The addition to our country home is almost complete. I've fallen way behind in posting about it, so I'm catching up over the next week or two. Starting with the excellent work our crackerjack spackler has completed.
Isn't spackle a great word?
According to Renee, a sweet French Canadian grandfather who's been in the biz for decades, the longer you've been taping drywall, the less spackle necessary. Every seam and screw hole needs to be covered with spackle, then the tape applied, more spackle, a steady hand. Renee tapes up drywall like a zen master. I enjoyed watching him work -- so smooth, so skillful. Spackle.
Apparently there are key differences between drywall compound, spackle, and plaster. Renee may very well be using a compound, not spackle, but I prefer the word spackle.

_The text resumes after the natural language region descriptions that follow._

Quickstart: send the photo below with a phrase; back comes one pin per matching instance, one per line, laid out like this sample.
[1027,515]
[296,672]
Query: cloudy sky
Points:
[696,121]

At first Renee didn't seem to mind how curious we all were about his work. My husband followed him around asking questions, our daughters were fascinated too. At the time, it didn't occur to me to ask him to explain the difference between spackle, drywall compound and plaster. If I had, the conversation would have probably gone like this:
Me: Say, is that spackle?
Renee: No, it's drywall compound.
Me: But maybe they're the same thing? So if I was writing about how good you are at finishing drywall, I could use the terms "joint compound" and "spackle" interchangeably. Right?

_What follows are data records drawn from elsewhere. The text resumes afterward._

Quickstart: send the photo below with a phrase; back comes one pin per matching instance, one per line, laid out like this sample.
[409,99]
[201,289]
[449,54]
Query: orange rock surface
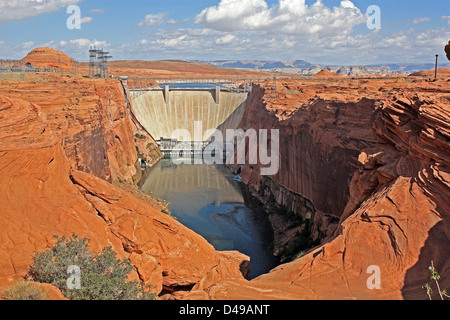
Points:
[376,155]
[63,139]
[372,153]
[50,58]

Renee: No. Spackle and joint compound are similar, but joint compound is denser and works better for seams. Spackle is really for filling small holes, it doesn't have the strength or stability of compound.
Me: So what about plaster?
Renee: What about it? I'd be using plaster if I was repairing plaster walls because it would expand and contract with the existing walls. It's more expensive, and harder to work with. People often use it on historic molding, ceiling medallions, and architectural elements. This addition has none of those things, so I am using drywall compound.

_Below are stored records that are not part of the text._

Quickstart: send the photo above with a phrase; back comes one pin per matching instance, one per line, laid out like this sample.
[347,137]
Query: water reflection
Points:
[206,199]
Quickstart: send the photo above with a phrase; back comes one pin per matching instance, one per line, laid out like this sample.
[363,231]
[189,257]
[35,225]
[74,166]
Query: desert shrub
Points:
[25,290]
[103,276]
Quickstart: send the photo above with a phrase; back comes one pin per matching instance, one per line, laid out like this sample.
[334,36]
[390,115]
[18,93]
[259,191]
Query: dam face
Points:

Me: May I please call it spackle even though it's drywall compound?
Renee: I don't care.
Me: I like your accent.
Renee was at the house for a week, so my husband drove up for a few days and he and Renee palled around. Renee taught him how to patch the cracks in the ceiling. Those Canadians are so nice!
By the way, this is what's known in the online publishing organic search biz as "keyword stuffing." This post could be dinged by search engines for overuse of the term spackle. Unless Google recently rolled out an algorithmic update favoring higher keyword density... I can't keep up. In other words, in what would appear to be a blatant attempt to drive spackle traffic to this post, I've counted 25 instances of the word spackle (make that 26) bringing the on page keyword density to around 4%. Any spackling manufacturers out there interested in advertising on a page that knowingly misrepresents the product but obviously enjoys its name? Get in touch!
View from the hallway, both bedrooms await a good spackling.
After a while I think Renee was over having an audience, so we took the girls out for a winter walk.
They were delighted by the cattails they discovered down the road from our house, and the fuzzy explosion when banged against a tree.
We headed back to Brooklyn and left Renee to work in peace.